The New York Times, 2 February 2013
I encountered something on this trip to India that I had never met before: a whole new political community — India’s “virtual middle class.” Its emergence explains a lot about the rise of social protests here, as well as in places like China and Egypt. It is one of the most exciting things happening on the planet. Historically, we have associated democratic revolutions with rising middle classes achieving certain levels of per capita annual income — say, $10,000 — so people can worry less about basic food and housing and more about being treated as citizens with rights and with a voice in their own futures. But here’s what’s fascinating: The massive diffusion of powerful, cheap computing power via cellphones and tablets over the last decade has dramatically lowered the costs of connectivity and education — so much so that many more people in India, China and Egypt, even though they’re still just earning a few dollars a day, now have access to the kind of technologies and learning previously associated solely with the middle class.
That’s why India today has a 300-million-person middle class and another 300-million-person virtual middle class, who, though still very poor, are increasingly demanding the rights, roads, electricity, uncorrupted police and good governance normally associated with rising middle classes. This is putting more pressure than ever on India’s elected politicians to get their governance act together.
“Thanks to technology and the spread of education, more and more people are being empowered at lower and lower levels of income than ever before, so they think and act as if they were in the middle class, demanding human security and dignity and citizens’ rights,” explained Khalid Malik, the director of the U.N.’s Human Development Report Office and author of the book “Why Has China Grown So Fast for So Long?” “This is a tectonic shift. The Industrial Revolution was a 10-million-person story. This is a couple-of-billion-person story.”

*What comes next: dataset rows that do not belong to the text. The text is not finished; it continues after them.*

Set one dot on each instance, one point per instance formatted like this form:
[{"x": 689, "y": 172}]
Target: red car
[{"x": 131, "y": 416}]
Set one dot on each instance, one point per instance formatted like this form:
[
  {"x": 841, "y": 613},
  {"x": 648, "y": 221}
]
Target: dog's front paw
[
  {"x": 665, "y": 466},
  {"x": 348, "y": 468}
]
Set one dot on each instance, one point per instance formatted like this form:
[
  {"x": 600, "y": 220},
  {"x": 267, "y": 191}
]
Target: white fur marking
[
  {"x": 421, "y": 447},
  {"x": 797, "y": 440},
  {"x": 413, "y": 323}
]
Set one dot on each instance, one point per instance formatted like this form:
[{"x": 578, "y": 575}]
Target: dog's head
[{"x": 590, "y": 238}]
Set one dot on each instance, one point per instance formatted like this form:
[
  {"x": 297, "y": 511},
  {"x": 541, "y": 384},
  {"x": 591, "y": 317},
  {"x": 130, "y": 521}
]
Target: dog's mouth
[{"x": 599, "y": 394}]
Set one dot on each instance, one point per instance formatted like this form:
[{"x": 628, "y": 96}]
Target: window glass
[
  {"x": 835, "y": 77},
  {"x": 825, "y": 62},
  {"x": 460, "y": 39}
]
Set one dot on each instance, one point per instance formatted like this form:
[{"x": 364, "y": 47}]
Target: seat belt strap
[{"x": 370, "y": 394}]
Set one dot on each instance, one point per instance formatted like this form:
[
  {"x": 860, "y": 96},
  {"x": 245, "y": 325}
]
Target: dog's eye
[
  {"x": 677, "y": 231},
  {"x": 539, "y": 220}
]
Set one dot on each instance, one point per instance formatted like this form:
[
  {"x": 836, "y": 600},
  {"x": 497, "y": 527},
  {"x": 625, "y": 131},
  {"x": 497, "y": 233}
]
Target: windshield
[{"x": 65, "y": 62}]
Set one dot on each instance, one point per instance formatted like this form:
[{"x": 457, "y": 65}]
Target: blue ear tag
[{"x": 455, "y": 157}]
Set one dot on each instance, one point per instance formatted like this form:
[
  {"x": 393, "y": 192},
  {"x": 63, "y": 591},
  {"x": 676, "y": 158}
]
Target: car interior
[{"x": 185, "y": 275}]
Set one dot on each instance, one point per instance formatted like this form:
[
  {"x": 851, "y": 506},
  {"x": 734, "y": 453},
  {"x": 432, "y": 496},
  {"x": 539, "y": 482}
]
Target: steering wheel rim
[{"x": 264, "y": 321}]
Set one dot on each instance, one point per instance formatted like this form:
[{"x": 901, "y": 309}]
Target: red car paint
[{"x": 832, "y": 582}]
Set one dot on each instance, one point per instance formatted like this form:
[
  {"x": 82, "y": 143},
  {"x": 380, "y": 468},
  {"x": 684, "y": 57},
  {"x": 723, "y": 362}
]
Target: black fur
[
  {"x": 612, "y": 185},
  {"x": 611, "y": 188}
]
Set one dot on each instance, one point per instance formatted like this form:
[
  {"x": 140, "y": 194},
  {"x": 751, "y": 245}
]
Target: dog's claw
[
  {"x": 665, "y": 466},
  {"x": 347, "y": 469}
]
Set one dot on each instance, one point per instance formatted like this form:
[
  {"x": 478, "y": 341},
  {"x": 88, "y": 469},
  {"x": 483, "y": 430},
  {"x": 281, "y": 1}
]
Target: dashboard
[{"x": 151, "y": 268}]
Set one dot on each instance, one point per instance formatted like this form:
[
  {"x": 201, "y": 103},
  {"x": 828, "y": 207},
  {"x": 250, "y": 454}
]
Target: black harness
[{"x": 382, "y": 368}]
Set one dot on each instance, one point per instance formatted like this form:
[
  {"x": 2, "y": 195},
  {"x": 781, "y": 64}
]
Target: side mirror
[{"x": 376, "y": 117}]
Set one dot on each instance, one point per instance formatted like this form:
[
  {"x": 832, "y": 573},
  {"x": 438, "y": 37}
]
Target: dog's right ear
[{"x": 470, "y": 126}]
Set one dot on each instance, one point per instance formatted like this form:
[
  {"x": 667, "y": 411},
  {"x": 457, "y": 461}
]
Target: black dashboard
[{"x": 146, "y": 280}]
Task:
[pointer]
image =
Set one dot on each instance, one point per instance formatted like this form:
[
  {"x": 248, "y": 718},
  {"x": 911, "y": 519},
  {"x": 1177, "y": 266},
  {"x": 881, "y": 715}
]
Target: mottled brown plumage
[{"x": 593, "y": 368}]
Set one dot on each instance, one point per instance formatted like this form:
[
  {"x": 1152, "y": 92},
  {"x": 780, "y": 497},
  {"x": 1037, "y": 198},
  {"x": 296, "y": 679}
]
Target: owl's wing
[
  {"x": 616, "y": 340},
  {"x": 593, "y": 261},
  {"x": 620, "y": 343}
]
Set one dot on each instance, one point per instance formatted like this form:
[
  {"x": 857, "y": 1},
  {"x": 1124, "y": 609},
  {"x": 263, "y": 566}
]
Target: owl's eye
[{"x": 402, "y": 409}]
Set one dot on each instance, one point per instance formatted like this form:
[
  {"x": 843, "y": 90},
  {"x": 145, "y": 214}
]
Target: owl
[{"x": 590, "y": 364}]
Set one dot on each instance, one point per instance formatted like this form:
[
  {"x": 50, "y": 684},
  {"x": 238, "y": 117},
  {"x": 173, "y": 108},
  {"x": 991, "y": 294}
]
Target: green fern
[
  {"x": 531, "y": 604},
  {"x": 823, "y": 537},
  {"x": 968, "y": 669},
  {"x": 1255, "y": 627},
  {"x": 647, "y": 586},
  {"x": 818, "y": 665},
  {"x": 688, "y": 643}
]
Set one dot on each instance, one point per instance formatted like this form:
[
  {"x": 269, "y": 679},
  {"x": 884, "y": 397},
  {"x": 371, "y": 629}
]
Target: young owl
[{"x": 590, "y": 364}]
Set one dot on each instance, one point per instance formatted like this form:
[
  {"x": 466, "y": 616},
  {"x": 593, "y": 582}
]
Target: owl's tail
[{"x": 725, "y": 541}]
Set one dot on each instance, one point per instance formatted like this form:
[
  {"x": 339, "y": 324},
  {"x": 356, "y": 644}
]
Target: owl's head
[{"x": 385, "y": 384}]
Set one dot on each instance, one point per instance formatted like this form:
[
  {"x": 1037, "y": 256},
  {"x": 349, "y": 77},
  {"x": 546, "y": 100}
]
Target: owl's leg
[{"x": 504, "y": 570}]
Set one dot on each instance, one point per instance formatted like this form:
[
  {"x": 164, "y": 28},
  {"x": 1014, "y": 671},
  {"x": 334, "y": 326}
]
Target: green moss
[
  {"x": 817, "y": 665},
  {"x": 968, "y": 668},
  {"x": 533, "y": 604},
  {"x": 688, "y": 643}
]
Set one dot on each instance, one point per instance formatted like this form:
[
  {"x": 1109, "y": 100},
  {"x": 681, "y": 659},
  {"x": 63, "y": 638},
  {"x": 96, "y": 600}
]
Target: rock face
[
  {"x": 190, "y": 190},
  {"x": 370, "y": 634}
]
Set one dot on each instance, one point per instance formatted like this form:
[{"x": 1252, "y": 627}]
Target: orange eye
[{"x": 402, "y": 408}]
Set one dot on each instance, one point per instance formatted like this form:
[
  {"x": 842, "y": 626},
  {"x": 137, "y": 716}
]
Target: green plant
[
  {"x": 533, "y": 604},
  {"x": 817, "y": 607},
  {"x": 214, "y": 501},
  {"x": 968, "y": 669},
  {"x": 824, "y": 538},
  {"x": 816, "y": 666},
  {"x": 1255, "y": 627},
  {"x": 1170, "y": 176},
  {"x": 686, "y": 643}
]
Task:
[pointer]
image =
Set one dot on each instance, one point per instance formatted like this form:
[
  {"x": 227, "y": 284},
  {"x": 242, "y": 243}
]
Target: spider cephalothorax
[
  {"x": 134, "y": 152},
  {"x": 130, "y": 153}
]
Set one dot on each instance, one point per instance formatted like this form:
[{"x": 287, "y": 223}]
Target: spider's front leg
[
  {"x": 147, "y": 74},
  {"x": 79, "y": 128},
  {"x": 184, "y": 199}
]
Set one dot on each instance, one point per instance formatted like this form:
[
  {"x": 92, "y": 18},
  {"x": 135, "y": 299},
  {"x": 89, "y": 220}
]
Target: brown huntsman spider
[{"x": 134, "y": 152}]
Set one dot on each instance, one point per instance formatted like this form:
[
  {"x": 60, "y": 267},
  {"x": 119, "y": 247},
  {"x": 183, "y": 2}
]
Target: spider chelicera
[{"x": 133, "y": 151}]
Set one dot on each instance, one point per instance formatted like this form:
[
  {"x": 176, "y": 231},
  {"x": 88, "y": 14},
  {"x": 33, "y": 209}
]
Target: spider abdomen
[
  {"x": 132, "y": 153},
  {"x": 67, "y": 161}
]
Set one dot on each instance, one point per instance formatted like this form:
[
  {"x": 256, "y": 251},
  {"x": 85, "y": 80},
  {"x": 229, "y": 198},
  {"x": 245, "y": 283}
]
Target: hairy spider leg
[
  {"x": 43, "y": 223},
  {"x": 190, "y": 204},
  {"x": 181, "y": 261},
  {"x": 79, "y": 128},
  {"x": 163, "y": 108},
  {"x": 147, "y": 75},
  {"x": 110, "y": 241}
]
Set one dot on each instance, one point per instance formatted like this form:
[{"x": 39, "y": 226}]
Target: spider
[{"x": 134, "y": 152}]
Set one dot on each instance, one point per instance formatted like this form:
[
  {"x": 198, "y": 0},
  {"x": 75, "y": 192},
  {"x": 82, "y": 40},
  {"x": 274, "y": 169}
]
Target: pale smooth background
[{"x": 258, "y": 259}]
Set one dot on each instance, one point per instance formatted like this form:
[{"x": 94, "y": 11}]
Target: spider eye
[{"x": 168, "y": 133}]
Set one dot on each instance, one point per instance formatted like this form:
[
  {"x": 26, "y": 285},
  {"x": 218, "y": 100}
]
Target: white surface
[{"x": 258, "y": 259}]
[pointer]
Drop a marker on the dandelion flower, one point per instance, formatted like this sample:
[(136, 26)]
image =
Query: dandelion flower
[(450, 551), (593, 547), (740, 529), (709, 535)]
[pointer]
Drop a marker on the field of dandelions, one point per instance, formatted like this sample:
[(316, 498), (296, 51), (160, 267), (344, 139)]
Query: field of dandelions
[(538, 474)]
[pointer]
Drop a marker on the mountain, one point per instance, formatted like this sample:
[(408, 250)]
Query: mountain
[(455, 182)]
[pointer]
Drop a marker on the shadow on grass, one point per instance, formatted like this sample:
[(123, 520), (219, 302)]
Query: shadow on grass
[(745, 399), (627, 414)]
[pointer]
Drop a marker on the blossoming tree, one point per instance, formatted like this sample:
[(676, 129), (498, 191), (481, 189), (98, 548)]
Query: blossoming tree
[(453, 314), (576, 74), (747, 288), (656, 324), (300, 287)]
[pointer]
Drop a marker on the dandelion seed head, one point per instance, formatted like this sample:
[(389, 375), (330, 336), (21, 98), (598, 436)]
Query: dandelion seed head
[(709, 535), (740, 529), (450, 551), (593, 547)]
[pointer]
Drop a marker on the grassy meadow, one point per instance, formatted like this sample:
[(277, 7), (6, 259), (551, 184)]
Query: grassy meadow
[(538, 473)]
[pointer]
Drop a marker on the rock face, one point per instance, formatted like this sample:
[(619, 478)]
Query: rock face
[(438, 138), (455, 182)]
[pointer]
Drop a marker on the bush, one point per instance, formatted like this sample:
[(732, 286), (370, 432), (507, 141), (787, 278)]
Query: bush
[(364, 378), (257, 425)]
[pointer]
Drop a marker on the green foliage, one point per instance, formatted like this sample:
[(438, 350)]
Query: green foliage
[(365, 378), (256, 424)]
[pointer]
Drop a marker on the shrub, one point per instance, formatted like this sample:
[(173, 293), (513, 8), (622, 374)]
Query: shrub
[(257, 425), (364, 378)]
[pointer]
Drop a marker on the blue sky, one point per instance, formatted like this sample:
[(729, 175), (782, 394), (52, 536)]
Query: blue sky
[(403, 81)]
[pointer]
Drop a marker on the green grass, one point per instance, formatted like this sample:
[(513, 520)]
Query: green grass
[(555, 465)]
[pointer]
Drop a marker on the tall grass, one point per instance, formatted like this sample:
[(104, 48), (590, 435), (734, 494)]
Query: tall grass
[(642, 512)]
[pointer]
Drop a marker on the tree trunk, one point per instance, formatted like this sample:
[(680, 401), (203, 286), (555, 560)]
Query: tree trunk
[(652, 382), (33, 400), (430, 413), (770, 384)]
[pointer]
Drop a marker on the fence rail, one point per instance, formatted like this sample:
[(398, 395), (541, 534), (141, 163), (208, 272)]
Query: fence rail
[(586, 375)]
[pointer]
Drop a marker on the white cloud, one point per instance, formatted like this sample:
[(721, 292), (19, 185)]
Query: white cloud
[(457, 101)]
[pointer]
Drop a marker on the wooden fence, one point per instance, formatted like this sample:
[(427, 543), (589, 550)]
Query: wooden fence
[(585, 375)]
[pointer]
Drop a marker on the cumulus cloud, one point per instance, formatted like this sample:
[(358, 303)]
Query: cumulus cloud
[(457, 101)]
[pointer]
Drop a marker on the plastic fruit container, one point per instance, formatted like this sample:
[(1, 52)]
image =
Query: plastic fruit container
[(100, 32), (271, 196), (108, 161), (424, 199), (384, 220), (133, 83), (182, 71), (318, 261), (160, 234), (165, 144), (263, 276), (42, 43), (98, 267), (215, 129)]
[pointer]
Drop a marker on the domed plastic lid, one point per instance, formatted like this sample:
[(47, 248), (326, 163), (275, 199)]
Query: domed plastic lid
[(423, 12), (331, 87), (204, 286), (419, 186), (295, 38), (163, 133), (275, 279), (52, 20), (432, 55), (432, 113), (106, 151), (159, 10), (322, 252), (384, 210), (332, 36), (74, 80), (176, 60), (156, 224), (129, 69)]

And it’s not just driven by the 900 million cellphones in use in India today or the 400 million bloggers in China. The United States Agency for International Development office here in New Delhi connected me with a group of Indian social entrepreneurs the U.S. is supporting, and the power of the tools they are putting in the hands of India’s virtual middle class at low prices is jaw-dropping. Gram Power is creating smart microgrids and smart meters to provide reliable, scalable power for Indian rural areas, where 600 million Indians do not have regular (or any) electricity with which to work, read and learn. For 20 cents a day, Gram Power offers villagers a prepaid electricity card that can power all their home appliances. Healthpoint Services is providing safe drinking water for a family of six for 5 cents a day and telemedicine consultations for 20 cents a visit. VisionSpring is now distributing examinations and eyeglasses to India’s poor for $2 to $3 each. The Institute for Reproductive Health is alerting women of their fertile days each month with text messages, indicating when unprotected sex should be avoided to prevent unwanted pregnancies. And Digital Green is providing low-cost communications systems for Indian farmers and women’s groups to show each their best practices through digital films projected on a dirt floor.
These technologies still need scale, but they are on their way. And they are enabling millions more Indians to at least feel as if they are middle class and the political empowerment that goes with that, says Nayan Chanda, who runs the YaleGlobal Online Magazine and is co-editor of “A World Connected: Globalization in the 21st Century.”
In December, a 23-year-old Indian woman — whose father worked double shifts as an airport baggage handler, making about $200 a month so his daughter could go to school to become a physiotherapist — was gang-raped on a bus after she and a male friend had gone to a movie. She later died from injuries sustained in the rape.
She was a high-aspiring member of this new virtual Indian middle class, and her brutal rape and subsequent death triggered nationwide protests for better governance. “It is one of those turning points in history when a citizenry, so far pleased with economic gain, wants more than material comfort,” said Chanda. “They want recognition of their rights; they want quality of life and, most importantly, the good governance they have come to expect by watching the world.”
Ditto China. In December, noted Chanda, “when a Chinese censor in Guangzhou committed the unprecedented intrusion by physically entering the premises of Southern Weekend paper and rewriting their New Year editorial — turning a critical one into a panegyric of the Communist Party — Chinese journalists exploded. For the first time in history, they publicly demanded the resignation of the censor and China’s Twitter, Weibo, lit up with anger.”
And, of course, the Arab Awakening was triggered, not by middle-class college students, but by an aspiring-to-be-in-the-middle-class Tunisian vegetable seller who was abused by corrupt police. Leaders beware: Your people don’t need to be in the middle class anymore, in economic terms, to have the education, tools and mind-set of the middle class — to feel entitled to a two-way conversation and to be treated like citizens with real rights and decent governance.